What was your first impression of Yellowknife?

When we came to Yellowknife, the road was like a cow path and if you met a transport on it, it was scary. When we got out of the car at High Level, we were in mud up to our knees and all the restaurants were just full of mud. I remember saying to my dad, “Where are we going?”

When we got to Yellowknife, this main part of town was here, but everything past the Catholic church was bush. Con Road had apartments – that was the first place we lived when Ken and I got married – it was $110 a month.

What is your favourite thing about Yellowknife?

I think it’s the diversity of the people.
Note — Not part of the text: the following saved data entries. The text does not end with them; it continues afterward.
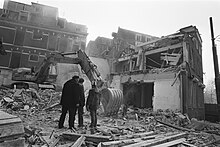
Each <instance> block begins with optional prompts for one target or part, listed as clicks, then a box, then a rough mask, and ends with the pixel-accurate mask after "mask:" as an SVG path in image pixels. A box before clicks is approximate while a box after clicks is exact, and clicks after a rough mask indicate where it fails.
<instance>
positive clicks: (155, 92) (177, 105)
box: [153, 79, 181, 110]
mask: <svg viewBox="0 0 220 147" xmlns="http://www.w3.org/2000/svg"><path fill="white" fill-rule="evenodd" d="M173 82H174V79H163V80H156V81H155V82H154V98H153V109H154V110H157V109H163V110H164V109H171V110H180V109H181V100H180V80H179V79H177V80H176V82H175V84H174V85H173V86H171V85H172V83H173Z"/></svg>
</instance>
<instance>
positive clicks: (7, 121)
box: [0, 117, 22, 126]
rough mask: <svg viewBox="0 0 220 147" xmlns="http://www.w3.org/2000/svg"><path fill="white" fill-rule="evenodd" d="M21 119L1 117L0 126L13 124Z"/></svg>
mask: <svg viewBox="0 0 220 147" xmlns="http://www.w3.org/2000/svg"><path fill="white" fill-rule="evenodd" d="M21 122H22V121H21V119H20V118H18V117H16V118H7V119H2V120H0V126H4V125H8V124H15V123H21Z"/></svg>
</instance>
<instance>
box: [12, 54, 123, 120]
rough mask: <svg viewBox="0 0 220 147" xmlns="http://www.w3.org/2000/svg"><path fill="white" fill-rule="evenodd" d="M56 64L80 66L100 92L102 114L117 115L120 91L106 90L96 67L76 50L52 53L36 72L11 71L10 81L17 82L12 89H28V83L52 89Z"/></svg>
mask: <svg viewBox="0 0 220 147" xmlns="http://www.w3.org/2000/svg"><path fill="white" fill-rule="evenodd" d="M68 55H74V57H69V56H68ZM56 63H67V64H78V65H80V66H81V69H82V70H83V72H84V73H85V74H86V75H87V77H88V78H89V80H90V82H91V83H96V85H97V87H98V88H99V90H100V93H101V95H102V98H101V103H102V106H103V109H104V114H105V115H106V116H112V115H115V114H117V113H118V110H119V108H120V106H121V104H122V101H123V94H122V91H121V90H120V89H114V88H108V87H106V86H105V85H106V84H104V83H105V81H104V80H103V79H102V77H101V75H100V73H99V71H98V70H97V66H96V65H95V64H94V63H92V61H91V60H90V59H89V57H88V56H87V55H86V53H85V52H84V51H82V50H78V51H77V52H76V53H58V52H53V53H51V54H50V55H48V56H47V57H46V58H45V60H44V61H43V62H42V63H41V65H40V67H39V68H38V69H37V70H36V71H34V70H33V69H29V68H17V69H13V71H12V80H13V81H19V82H15V83H13V84H12V87H23V88H29V85H28V83H25V82H32V83H36V84H38V85H39V88H45V87H47V88H54V87H53V83H54V82H55V81H56V78H57V74H50V71H51V69H52V68H53V67H54V66H55V65H56ZM51 86H52V87H51Z"/></svg>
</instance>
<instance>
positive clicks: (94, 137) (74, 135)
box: [62, 133, 111, 144]
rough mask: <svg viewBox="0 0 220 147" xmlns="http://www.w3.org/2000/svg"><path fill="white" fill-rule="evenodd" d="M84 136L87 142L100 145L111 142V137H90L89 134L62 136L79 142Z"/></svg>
mask: <svg viewBox="0 0 220 147" xmlns="http://www.w3.org/2000/svg"><path fill="white" fill-rule="evenodd" d="M82 135H84V136H85V137H86V141H89V142H95V143H96V144H99V143H100V142H106V141H109V140H110V138H111V136H100V135H89V134H76V133H63V134H62V136H63V137H64V138H66V139H69V140H77V139H78V138H79V137H81V136H82Z"/></svg>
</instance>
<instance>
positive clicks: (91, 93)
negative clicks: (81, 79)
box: [86, 83, 100, 128]
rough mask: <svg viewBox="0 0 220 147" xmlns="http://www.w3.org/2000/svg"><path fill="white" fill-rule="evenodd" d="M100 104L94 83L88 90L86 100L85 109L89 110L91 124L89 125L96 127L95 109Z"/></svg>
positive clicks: (99, 101)
mask: <svg viewBox="0 0 220 147" xmlns="http://www.w3.org/2000/svg"><path fill="white" fill-rule="evenodd" d="M99 105H100V93H99V92H98V89H97V87H96V85H95V83H93V84H92V89H90V90H89V95H88V98H87V101H86V110H87V111H89V112H90V116H91V124H90V126H89V127H91V128H96V125H97V112H96V111H97V109H98V107H99Z"/></svg>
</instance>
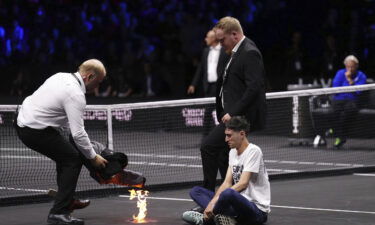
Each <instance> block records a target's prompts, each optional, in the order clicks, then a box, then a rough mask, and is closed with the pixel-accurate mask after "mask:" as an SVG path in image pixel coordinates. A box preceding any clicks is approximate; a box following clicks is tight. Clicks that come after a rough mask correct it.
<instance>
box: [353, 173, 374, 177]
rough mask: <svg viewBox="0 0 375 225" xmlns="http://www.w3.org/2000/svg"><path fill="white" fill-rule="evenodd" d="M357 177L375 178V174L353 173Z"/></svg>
mask: <svg viewBox="0 0 375 225" xmlns="http://www.w3.org/2000/svg"><path fill="white" fill-rule="evenodd" d="M353 175H355V176H364V177H375V173H353Z"/></svg>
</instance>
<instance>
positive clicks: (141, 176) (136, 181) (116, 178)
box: [97, 170, 146, 188]
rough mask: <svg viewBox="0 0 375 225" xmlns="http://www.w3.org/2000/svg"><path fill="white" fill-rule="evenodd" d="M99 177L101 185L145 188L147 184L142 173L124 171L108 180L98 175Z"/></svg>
mask: <svg viewBox="0 0 375 225" xmlns="http://www.w3.org/2000/svg"><path fill="white" fill-rule="evenodd" d="M97 177H98V178H99V183H100V184H116V185H123V186H128V187H137V188H144V186H145V183H146V178H145V177H144V176H143V175H142V174H141V173H138V172H135V171H131V170H123V171H121V172H119V173H117V174H115V175H113V176H112V177H111V178H109V179H107V180H105V179H103V178H101V177H100V175H99V174H98V173H97Z"/></svg>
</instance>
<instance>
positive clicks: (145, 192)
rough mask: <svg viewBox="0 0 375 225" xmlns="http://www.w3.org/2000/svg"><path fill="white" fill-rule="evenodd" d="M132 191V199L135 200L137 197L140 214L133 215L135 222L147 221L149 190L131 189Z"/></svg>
mask: <svg viewBox="0 0 375 225" xmlns="http://www.w3.org/2000/svg"><path fill="white" fill-rule="evenodd" d="M129 192H130V198H129V199H130V200H133V199H134V198H135V197H137V199H138V201H137V208H139V212H138V215H137V216H135V215H133V220H134V223H146V215H147V196H148V193H149V192H148V191H145V190H138V191H136V190H134V189H132V190H129Z"/></svg>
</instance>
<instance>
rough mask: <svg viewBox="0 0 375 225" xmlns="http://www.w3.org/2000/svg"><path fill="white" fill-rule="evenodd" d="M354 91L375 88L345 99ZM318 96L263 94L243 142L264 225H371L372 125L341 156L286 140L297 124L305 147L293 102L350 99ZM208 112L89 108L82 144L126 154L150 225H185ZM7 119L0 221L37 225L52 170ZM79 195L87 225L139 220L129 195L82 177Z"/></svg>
mask: <svg viewBox="0 0 375 225" xmlns="http://www.w3.org/2000/svg"><path fill="white" fill-rule="evenodd" d="M359 89H360V90H362V91H365V90H372V89H374V86H365V85H363V86H362V87H356V88H355V89H353V88H352V89H350V91H358V90H359ZM316 91H321V92H320V93H306V92H303V91H300V92H298V91H297V92H288V93H275V94H273V93H271V94H268V95H267V103H268V108H269V114H268V124H267V127H266V129H265V130H264V131H262V132H259V133H252V134H251V135H250V136H249V140H250V142H253V143H255V144H257V145H258V146H260V147H261V148H262V151H263V154H264V160H265V164H266V167H267V170H268V173H269V175H270V179H271V195H272V201H271V204H272V207H271V208H272V212H271V214H270V216H269V221H268V223H267V224H281V225H283V224H308V225H309V224H328V225H331V224H374V222H373V221H375V206H374V205H375V204H373V203H374V202H375V201H374V200H375V199H374V198H375V197H374V195H373V193H374V191H373V190H374V188H375V176H374V175H375V174H373V173H371V172H374V171H375V163H374V162H375V151H374V149H375V139H374V138H368V137H367V136H369V135H370V136H371V132H367V131H366V134H367V135H363V133H364V129H363V128H364V127H365V126H366V125H368V124H369V122H370V120H363V121H359V122H358V123H357V127H356V129H353V131H354V132H355V134H356V135H355V136H353V137H351V138H350V139H349V140H348V142H347V143H346V144H345V145H344V147H343V148H341V149H335V148H334V147H333V138H332V137H327V145H326V146H321V147H318V148H313V147H312V145H311V144H297V145H295V144H291V141H290V140H291V138H292V139H293V140H295V139H296V138H297V139H298V138H299V136H298V135H295V134H293V133H292V132H291V131H292V129H295V128H296V127H295V126H296V123H295V122H296V118H297V119H299V121H297V122H298V123H297V125H298V127H297V128H298V129H300V131H301V134H300V136H306V137H308V138H309V139H310V140H312V139H313V136H311V134H308V133H306V132H305V131H306V130H308V129H310V130H311V121H309V115H308V114H306V113H305V112H304V111H303V109H298V107H296V106H295V102H296V101H295V100H296V99H295V98H296V97H297V98H299V97H302V98H303V97H305V96H309V95H314V94H315V95H316V94H329V93H328V92H332V93H335V91H348V89H347V88H346V89H345V90H341V89H340V90H330V89H324V90H323V89H321V90H316ZM310 92H314V91H311V90H310ZM292 99H293V101H292ZM300 103H302V102H300ZM207 104H214V100H213V99H210V98H207V99H194V100H178V101H170V102H154V103H135V104H123V105H108V106H90V105H89V106H88V107H87V111H86V114H85V119H86V121H85V126H86V128H87V132H88V134H89V136H90V138H91V139H92V140H96V141H99V142H102V143H106V144H108V146H110V147H111V148H113V149H114V150H116V151H120V152H124V153H126V154H127V155H128V157H129V165H128V169H130V170H135V171H140V172H142V173H143V174H144V176H145V177H146V178H147V182H146V185H147V186H146V189H148V190H149V191H150V195H149V198H148V218H149V222H148V223H149V224H166V225H172V224H184V222H183V221H182V220H181V219H180V217H181V214H182V212H184V211H185V210H187V209H189V208H191V207H192V206H193V205H194V203H193V202H192V201H191V200H190V198H189V195H188V193H189V189H190V188H192V186H193V185H196V184H200V183H201V181H202V179H203V175H202V163H201V158H200V152H199V146H200V142H201V140H202V124H203V122H202V120H203V115H204V107H205V105H207ZM300 106H301V105H300ZM296 108H297V110H295V109H296ZM15 109H16V106H1V107H0V134H1V142H0V165H1V170H0V178H1V179H0V205H1V206H3V207H1V209H0V210H1V212H2V213H1V214H0V219H1V220H0V221H1V223H2V224H14V225H20V224H45V223H46V216H47V214H48V210H49V209H50V207H51V204H52V199H51V198H50V197H48V196H47V195H46V193H47V191H48V189H50V188H54V189H56V182H55V167H54V163H53V162H52V161H50V160H49V159H47V158H45V157H43V156H42V155H40V154H37V153H35V152H33V151H31V150H29V149H27V148H26V147H25V146H24V145H23V144H22V143H21V142H20V141H19V140H18V138H17V137H16V134H15V131H14V129H13V128H12V125H11V121H12V118H13V116H14V112H15ZM296 111H297V117H296V115H295V112H296ZM303 132H305V133H304V134H302V133H303ZM372 136H374V135H372ZM77 194H78V196H79V197H88V198H91V199H92V203H91V206H89V207H88V208H86V209H83V210H81V211H77V212H75V213H74V215H75V216H76V217H79V218H84V219H85V222H86V224H94V225H95V224H132V221H131V218H132V215H133V214H136V213H137V212H138V209H137V207H136V205H137V204H136V201H135V200H129V197H128V194H129V193H128V188H124V187H121V186H115V185H99V184H97V183H95V181H93V179H92V178H90V176H89V175H88V172H87V170H86V169H85V168H83V169H82V172H81V175H80V179H79V182H78V186H77ZM48 201H49V202H48ZM30 202H34V204H30ZM35 202H39V203H35ZM41 202H43V203H41Z"/></svg>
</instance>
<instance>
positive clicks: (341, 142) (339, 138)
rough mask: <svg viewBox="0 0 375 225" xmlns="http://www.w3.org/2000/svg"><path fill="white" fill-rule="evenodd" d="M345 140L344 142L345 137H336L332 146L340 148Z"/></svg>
mask: <svg viewBox="0 0 375 225" xmlns="http://www.w3.org/2000/svg"><path fill="white" fill-rule="evenodd" d="M345 142H346V140H345V139H341V138H336V139H335V144H334V146H335V148H341V147H342V146H343V145H344V144H345Z"/></svg>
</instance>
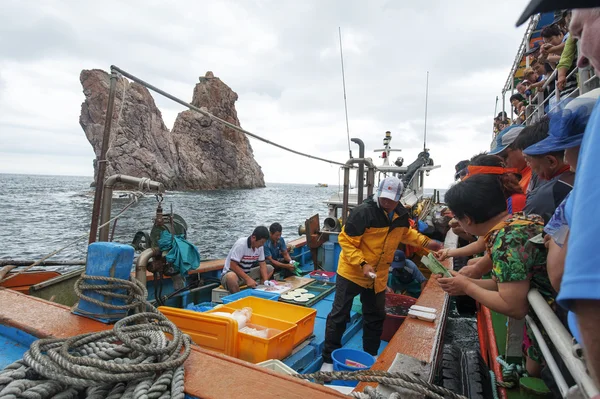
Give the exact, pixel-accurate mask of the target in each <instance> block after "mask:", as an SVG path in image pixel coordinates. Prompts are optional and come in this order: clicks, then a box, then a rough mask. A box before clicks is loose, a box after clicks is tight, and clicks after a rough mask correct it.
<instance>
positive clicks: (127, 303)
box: [0, 274, 191, 399]
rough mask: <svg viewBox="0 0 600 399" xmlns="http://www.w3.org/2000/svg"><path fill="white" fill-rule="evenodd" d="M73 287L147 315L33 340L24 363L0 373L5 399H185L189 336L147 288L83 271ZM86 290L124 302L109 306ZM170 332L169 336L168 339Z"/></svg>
mask: <svg viewBox="0 0 600 399" xmlns="http://www.w3.org/2000/svg"><path fill="white" fill-rule="evenodd" d="M84 280H96V281H105V282H107V283H108V284H106V285H94V284H88V283H85V281H84ZM75 286H76V292H77V294H78V295H79V296H80V298H82V299H84V300H86V301H90V302H93V303H95V304H98V305H101V306H103V307H105V308H110V309H134V308H139V309H147V310H148V311H145V312H143V313H137V314H134V315H131V316H128V317H125V318H123V319H121V320H119V321H118V322H117V323H115V325H114V327H113V329H112V330H108V331H101V332H94V333H88V334H82V335H78V336H74V337H70V338H66V339H65V338H60V339H56V338H48V339H40V340H37V341H35V342H34V343H33V344H31V347H30V348H29V350H28V351H27V352H25V354H24V355H23V358H22V359H21V360H18V361H16V362H14V363H12V364H10V365H8V366H7V367H6V368H5V369H4V370H2V371H0V398H2V399H18V398H26V399H46V398H55V399H68V398H73V399H75V398H88V399H96V398H98V399H100V398H110V399H113V398H114V399H116V398H125V399H142V398H143V399H183V398H184V396H185V394H184V385H183V382H184V368H183V363H184V362H185V360H186V359H187V358H188V356H189V354H190V350H191V339H190V337H189V336H187V335H185V334H183V333H182V332H181V331H180V330H179V329H178V328H177V326H175V324H173V323H172V322H171V321H169V320H168V319H167V318H166V317H165V316H163V315H162V314H161V313H159V312H158V311H157V310H156V308H154V307H153V306H152V305H151V304H150V303H148V302H147V301H146V298H147V296H148V292H147V290H146V287H145V286H144V285H142V284H141V283H140V282H139V281H137V280H134V281H133V282H132V281H125V280H120V279H116V278H111V277H95V276H87V275H85V274H84V275H82V276H81V278H80V280H78V282H77V284H76V285H75ZM113 290H126V291H127V293H126V294H119V293H115V292H114V291H113ZM83 291H95V292H97V293H100V294H102V295H105V296H109V297H113V298H121V299H125V300H126V301H127V303H126V304H125V305H121V306H115V305H108V304H106V303H103V302H100V301H97V300H95V299H93V298H90V297H89V296H87V295H85V294H83ZM165 333H166V334H169V335H170V336H171V337H172V338H171V339H170V340H168V339H167V336H166V335H165Z"/></svg>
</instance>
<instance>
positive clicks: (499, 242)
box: [438, 175, 556, 376]
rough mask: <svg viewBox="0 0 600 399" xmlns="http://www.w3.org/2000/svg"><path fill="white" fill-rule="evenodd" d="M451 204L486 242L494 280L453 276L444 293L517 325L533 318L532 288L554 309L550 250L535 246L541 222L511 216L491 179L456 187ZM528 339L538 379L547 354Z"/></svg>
mask: <svg viewBox="0 0 600 399" xmlns="http://www.w3.org/2000/svg"><path fill="white" fill-rule="evenodd" d="M445 202H446V204H447V205H448V207H449V208H450V210H452V212H454V214H455V215H456V217H457V218H458V220H459V222H460V224H461V226H462V227H463V229H465V231H467V232H469V233H471V234H474V235H477V236H483V237H485V245H486V248H487V253H488V254H489V255H490V256H491V259H492V262H493V269H492V276H493V277H494V279H492V280H480V279H471V278H468V277H465V276H463V275H460V274H458V273H455V272H452V274H453V275H454V277H452V278H438V282H439V283H440V286H441V287H442V289H444V291H446V292H448V293H449V294H451V295H469V296H470V297H472V298H474V299H475V300H476V301H478V302H479V303H481V304H482V305H484V306H487V307H488V308H490V309H491V310H494V311H496V312H499V313H502V314H505V315H507V316H509V317H514V318H517V319H522V318H523V317H525V315H526V314H527V313H528V310H529V303H528V301H527V293H528V292H529V288H530V287H535V288H537V289H538V290H539V291H540V293H541V294H542V296H544V298H546V300H547V302H548V303H549V304H550V305H552V304H553V303H554V298H555V297H556V292H555V291H554V290H553V289H552V285H551V284H550V281H549V279H548V274H547V272H546V249H545V248H544V246H543V245H537V244H534V243H532V242H531V241H529V239H531V238H533V237H535V236H536V235H538V234H540V233H541V232H542V229H543V221H542V220H541V218H540V217H539V216H535V215H534V216H525V215H524V214H522V213H517V214H514V215H512V216H511V215H509V214H508V211H507V209H506V201H505V199H504V194H503V192H502V187H501V186H500V184H498V179H497V178H496V177H495V176H491V175H477V176H473V177H471V178H469V179H467V180H465V181H463V182H460V183H458V184H456V185H455V186H453V187H451V188H450V189H449V190H448V192H447V193H446V196H445ZM527 336H528V338H529V339H528V341H526V342H524V343H525V344H527V343H528V342H531V343H532V345H530V346H528V345H524V349H525V350H526V352H525V353H526V355H527V371H528V373H530V375H532V376H537V375H539V373H540V362H541V361H542V358H541V353H540V352H539V349H538V347H537V344H536V341H535V339H534V338H533V335H532V334H530V333H528V334H527Z"/></svg>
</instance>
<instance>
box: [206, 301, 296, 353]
mask: <svg viewBox="0 0 600 399" xmlns="http://www.w3.org/2000/svg"><path fill="white" fill-rule="evenodd" d="M270 302H272V301H270ZM236 310H237V309H232V308H228V307H226V306H222V307H220V308H218V309H213V310H209V311H208V312H206V315H207V316H210V314H211V313H214V312H227V313H233V312H235V311H236ZM213 317H215V318H216V317H219V316H213ZM219 318H223V317H219ZM250 323H251V324H255V325H258V326H261V327H266V328H273V329H276V330H278V331H279V332H277V333H276V334H274V335H272V336H270V337H268V338H261V337H256V336H254V335H250V334H246V333H243V332H241V331H238V334H237V337H238V345H237V346H238V356H237V357H238V358H239V359H242V360H245V361H247V362H250V363H260V362H263V361H265V360H268V359H284V358H286V357H288V356H289V355H290V354H291V353H292V349H293V348H294V336H295V334H296V330H297V326H296V324H293V323H288V322H285V321H281V320H277V319H272V318H270V317H265V316H261V315H258V314H254V313H252V317H251V318H250ZM236 326H237V322H236Z"/></svg>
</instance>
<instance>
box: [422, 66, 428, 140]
mask: <svg viewBox="0 0 600 399" xmlns="http://www.w3.org/2000/svg"><path fill="white" fill-rule="evenodd" d="M428 99H429V71H427V83H426V84H425V130H424V132H423V151H427V100H428Z"/></svg>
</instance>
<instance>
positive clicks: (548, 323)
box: [527, 289, 600, 398]
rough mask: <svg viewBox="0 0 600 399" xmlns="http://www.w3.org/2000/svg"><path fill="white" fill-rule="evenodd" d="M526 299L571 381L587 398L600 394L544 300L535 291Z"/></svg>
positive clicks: (541, 297)
mask: <svg viewBox="0 0 600 399" xmlns="http://www.w3.org/2000/svg"><path fill="white" fill-rule="evenodd" d="M527 299H528V300H529V306H530V307H531V309H533V311H534V312H535V314H536V315H537V316H538V319H539V320H540V321H541V323H542V325H543V326H544V330H546V333H547V334H548V337H549V338H550V341H551V342H552V344H553V345H554V347H555V348H556V350H557V352H558V354H559V355H560V357H561V358H562V359H563V361H564V363H565V365H566V366H567V368H568V369H569V372H570V373H571V375H572V376H573V379H574V380H575V382H576V383H577V385H578V386H579V387H580V388H581V391H582V392H583V393H584V394H585V395H587V397H589V398H592V397H594V396H596V395H598V394H600V391H599V390H598V388H597V387H596V386H595V385H594V382H593V380H592V378H591V377H590V376H589V375H588V374H587V371H586V368H585V365H584V364H583V362H582V361H581V360H579V359H577V358H576V357H575V356H574V355H573V352H572V350H571V345H572V342H573V341H572V340H573V337H572V336H571V334H570V333H569V332H568V331H567V329H566V328H565V327H564V326H563V324H562V323H561V322H560V320H559V319H558V317H557V316H556V314H554V312H553V311H552V309H550V306H549V305H548V303H546V300H545V299H544V298H543V297H542V295H541V294H540V293H539V292H538V291H537V290H536V289H531V290H530V291H529V293H528V294H527Z"/></svg>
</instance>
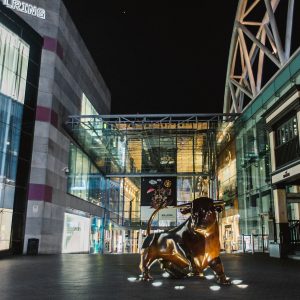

I mean, there are people from everywhere in the world and so many cultural differences, and I think everybody gets along here more than most places.

What’s your least favourite thing about Yellowknife?

I can’t think of my least favourite thing. I don’t honestly know. I don’t have a least favourite thing.

What do you do in the summer?

A lot of gardening. Also, a few summers ago I raised a baby robin. He was left out in the driveway. I love animals, obviously, but I had a lot of fun with it. To feed it, I had this bird seed, and put it in my Magic Bullet and ground it to a powder. Then I got berries from the freezer from the season before and mashed it up. Then I’d take dead bugs from the front of people’s cars, ground it up and fed him, and he did awesome.

What do you do in the winter?

I just walk a lot. I walk the dogs a lot.

What opportunities do you find in Yellowknife that you don’t find anywhere else?

I think Yellowknife is the land of opportunity. If you want to get ahead and you’re willing to work, Yellowknife is the place to be.

Are you a Yellowknife lifer?

I think so. Ken’s born and raised here, but he’d like to move down south. But I like it here. When you’re moving all the time here and there when you’re young, I said, ‘When I get my feet planted somewhere, I’m staying there.’